Now, The Tennessean points out another important fact about diabetes: “Early detection is key to maintaining health.”
They spoke with an endocrinologist who “typically sees diabetes patients after they have been diagnosed by their primary care physician and need help managing the disease.”
Said Endocrinologist Megan McCauley: “If you can catch it early, then diet and exercise can do a lot to either stave it off if you are prediabetic, or if you've recently developed diabetes then diet and exercise changes can make a significant difference. Even for people who've had diabetes for 50 years, diet and exercise are still a really big portion of contributing to their diabetes control, along with their other medications.”

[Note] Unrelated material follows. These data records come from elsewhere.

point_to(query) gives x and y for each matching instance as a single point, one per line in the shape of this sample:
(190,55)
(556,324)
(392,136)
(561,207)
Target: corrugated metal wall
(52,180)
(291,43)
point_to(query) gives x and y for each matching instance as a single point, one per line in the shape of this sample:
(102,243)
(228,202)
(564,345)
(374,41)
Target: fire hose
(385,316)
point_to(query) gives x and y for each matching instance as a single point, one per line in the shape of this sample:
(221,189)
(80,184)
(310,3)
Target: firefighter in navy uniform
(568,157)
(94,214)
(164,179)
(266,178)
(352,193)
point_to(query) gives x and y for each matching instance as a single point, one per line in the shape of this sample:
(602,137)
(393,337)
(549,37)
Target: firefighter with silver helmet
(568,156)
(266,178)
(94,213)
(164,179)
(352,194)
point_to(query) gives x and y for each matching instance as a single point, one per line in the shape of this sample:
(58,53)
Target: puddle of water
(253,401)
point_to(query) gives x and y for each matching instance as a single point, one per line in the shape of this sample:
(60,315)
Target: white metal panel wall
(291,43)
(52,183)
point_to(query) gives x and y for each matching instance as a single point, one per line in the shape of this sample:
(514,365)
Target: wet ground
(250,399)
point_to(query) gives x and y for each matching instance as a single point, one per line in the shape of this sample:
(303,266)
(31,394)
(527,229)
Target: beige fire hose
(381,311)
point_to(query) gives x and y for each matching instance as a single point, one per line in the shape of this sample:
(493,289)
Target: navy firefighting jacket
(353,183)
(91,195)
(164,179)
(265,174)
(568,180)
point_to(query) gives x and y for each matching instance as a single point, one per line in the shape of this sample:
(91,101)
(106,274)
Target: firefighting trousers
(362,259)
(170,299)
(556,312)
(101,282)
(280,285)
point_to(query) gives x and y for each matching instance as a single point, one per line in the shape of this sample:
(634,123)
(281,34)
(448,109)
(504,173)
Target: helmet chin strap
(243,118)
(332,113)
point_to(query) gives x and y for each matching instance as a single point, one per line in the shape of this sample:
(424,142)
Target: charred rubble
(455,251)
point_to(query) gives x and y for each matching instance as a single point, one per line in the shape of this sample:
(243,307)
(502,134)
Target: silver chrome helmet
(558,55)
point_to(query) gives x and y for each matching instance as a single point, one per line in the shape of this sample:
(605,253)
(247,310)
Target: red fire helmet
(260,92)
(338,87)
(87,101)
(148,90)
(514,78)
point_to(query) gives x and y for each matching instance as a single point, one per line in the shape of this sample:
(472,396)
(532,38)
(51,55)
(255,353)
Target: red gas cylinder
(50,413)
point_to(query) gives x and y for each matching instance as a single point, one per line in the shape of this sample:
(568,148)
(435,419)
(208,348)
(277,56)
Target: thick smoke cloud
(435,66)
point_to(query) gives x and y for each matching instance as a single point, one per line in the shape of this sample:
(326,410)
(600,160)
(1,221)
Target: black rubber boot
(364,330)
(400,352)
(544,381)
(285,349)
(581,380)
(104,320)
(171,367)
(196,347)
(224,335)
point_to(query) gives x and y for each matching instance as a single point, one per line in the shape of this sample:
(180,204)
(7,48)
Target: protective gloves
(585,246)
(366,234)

Indeed, the journal Diabetes Care recently published a study titled “Early Detection and Treatment of Type 2 Diabetes Reduce Cardiovascular Morbidity and Mortality: A Simulation of the Results of the Anglo-Danish-Dutch Study of Intensive Treatment in People With Screen-Detected Diabetes in Primary Care.”
Its conclusion: “Major benefits are likely to accrue from the early diagnosis and treatment of glycemia and cardiovascular risk factors in type 2 diabetes. The intensity of glucose, blood pressure, and cholesterol treatment after diagnosis is less important than the time of its initiation. Screening for type 2 diabetes to reduce the lead time between diabetes onset and clinical diagnosis and to allow for prompt multifactorial treatment is warranted.”